Uma nova marca de margarina surge nas prateleiras. Para anunciar a novidade -a fórmula contém manteiga- o comercial sugere à telespectadora que é como juntar o rosto do marido ao corpo do ator Vitor Fasano.
Submetido a um teste antes da veiculação, o filme alcançou elevados índices de impacto e persuasão, além de elogios pela execução e idéia original. Caso fosse levado ao ar, no entanto, correria o risco de vender o produto errado.
É que consumidoras submetidas ao teste foram atraídas pelo conteúdo estético e achavam que se tratava de um produto diet. O diferencial era o casamento de margarina com manteiga.
Até atingir o ponto de compreensão, foram criadas mais duas novas versões. E o comercial da margarina Manty que passou a ser veiculado neste ano saltou do apelo erótico para o humorístico, com uma vaca verdadeira e outra falsa, que fugia do ordenhador.
Criatividade e pesquisa nunca foram irmãs siamesas. Na verdade, publicitários e pesquisadores sempre viveram às turras -uns defendendo a imaginação e outros a lógica e a realidade.
Como não existe uma ciência da propaganda, o ramo progride na base da experimentação, que pode sair caro para o anunciante.
É o preço, uma vez que não se conhece filme perfeito que tenha sido executado apenas com base em subsídios de pesquisas.
O que as pesquisas podem fazer é soar sinais de alerta a desvios exagerados de alvo que às vezes acometem a imaginação criativa. Alguns desses sinais foram detectados pela Indicator, uma consultoria paulistana.
Depois de testar 216 comerciais de 131 marcas e 58 categorias de produtos, a Indicator aponta algumas idéias. Os testes revelaram que comerciais de novas marcas têm dificuldade de obter bons índices de lembrança e persuasão.
Devem se concentrar na transmissão correta da marca e dos benefícios do produto para conseguir conquistar o consumidor.
Somente as marcas tradicionais e consolidadas no mercado podem se dar ao luxo de veicular campanhas com menor foco na mensagem -ainda assim desde que sejam intercalados alguns filmes mais dirigidos ao produto.
O Festival Internacional de Filme Publicitário de Cannes, que tem início hoje, costuma ser pródigo na exibição de comerciais em que os produtos anunciados parecem ser meros coadjuvantes nos roteiros dramáticos. Mas a maioria é de marcas corporativas consolidadas há décadas, que ocupam seu degrau na mente do consumidor.
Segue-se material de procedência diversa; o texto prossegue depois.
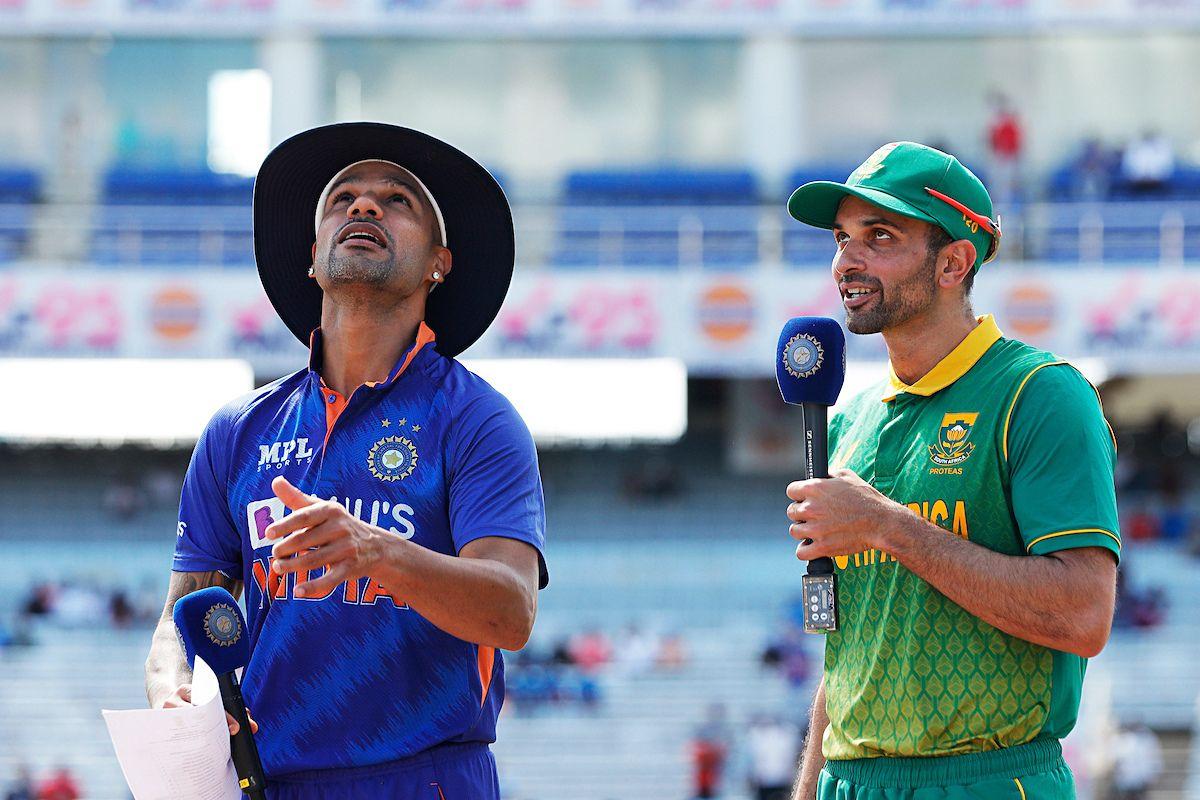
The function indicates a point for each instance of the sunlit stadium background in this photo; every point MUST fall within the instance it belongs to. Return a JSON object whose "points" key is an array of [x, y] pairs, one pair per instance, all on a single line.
{"points": [[647, 146]]}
Outra lição da pesquisa é de que o impacto e a memorização gerados pelos filmes nada têm a ver com sua capacidade de persuasão. De 70 comerciais testados, 84% geraram índices de lembrança e impacto acima da média e 59%, abaixo. Mas o índice de persuasão alcançado foi praticamente o mesmo para os dois grupos.
Segundo a Indicator, lembrança e impacto remetem diretamente à forma do comercial. Significa que quanto maior for o índice de lembrança, melhor avaliada será a execução do comercial.
Já a capacidade de persuasão guarda relação com os benefícios transmitidos pelo filme.
Nenhuma distinção foi observada ao se cotejar reações dos públicos masculino e feminino. Mas os telespectadores de classes sociais mais altas tendem a memorizar e apreender melhor as mensagens. Também nesse caso não houve diferença significativa no aspecto de persuasão dos comerciais.
Os dados mais curiosos desse levantamento se referem ao potencial de cada categoria. Comerciais de tabaco obtiveram os mais elevados índices de lembrança e impacto (86%) e os menores em termos de persuasão (13%).
Isso revela fidelidade às marcas líderes de cigarros, menos vulneráveis às investidas de concorrentes. Tendência semelhante foi delineada em relação aos filmes que promovem bebidas.
Devem se manter atentos, no entanto, os fabricantes de produtos para o lar. Dos filmes testados nessa categoria, 43% se revelaram persuasivos, ou seja, capazes de virar a cabeça do consumidor na direção da marca concorrente.